山あいの小さな山村にはもうほとんど人は住んでいなかった。わずかに残った人々もすでに年老い、あとは安らかな眠りにつく日を待つだけだった。
どの家も藁葺きの古びた、それこそ何百年も経っているもののように見えた。柱の木は黒く日に焦げ壁土も干からび、ひび割れている上に何十回となく修繕した跡が残っていた。
この村の最も山手に小さな沼があった。草木がぼうぼうと生い茂り、昼なお暗く陽のささぬ水面はそれでもどこか神秘に澄んでいた。
この村には伝説があった。
まだこの世界が神話の時代に最も近かったころ、黄金色に輝くものが天からこの村に舞い降りた。その光を見付けた一人の村娘が何事かと恐る恐る沼へやって来た。

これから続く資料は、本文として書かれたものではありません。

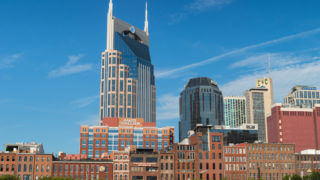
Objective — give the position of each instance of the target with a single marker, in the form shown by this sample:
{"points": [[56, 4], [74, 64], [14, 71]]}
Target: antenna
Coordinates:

そこにはこれまで見たことがないほど美しい若者が倒れていた。
娘は若者を助け、村へ連れ帰った。
しかし、その若者は、天を割り、地を焦がす、荒ぶる竜の化身だった。
若者を恐れた村人は、娘を責めた。
やがて、娘と若者は追われるままに、その村から姿を消した。
その若者と娘がどこへ行ったのか、誰も知らない。
ただその沼だけが、今も変わらぬ姿のままひっそりとそこにあった。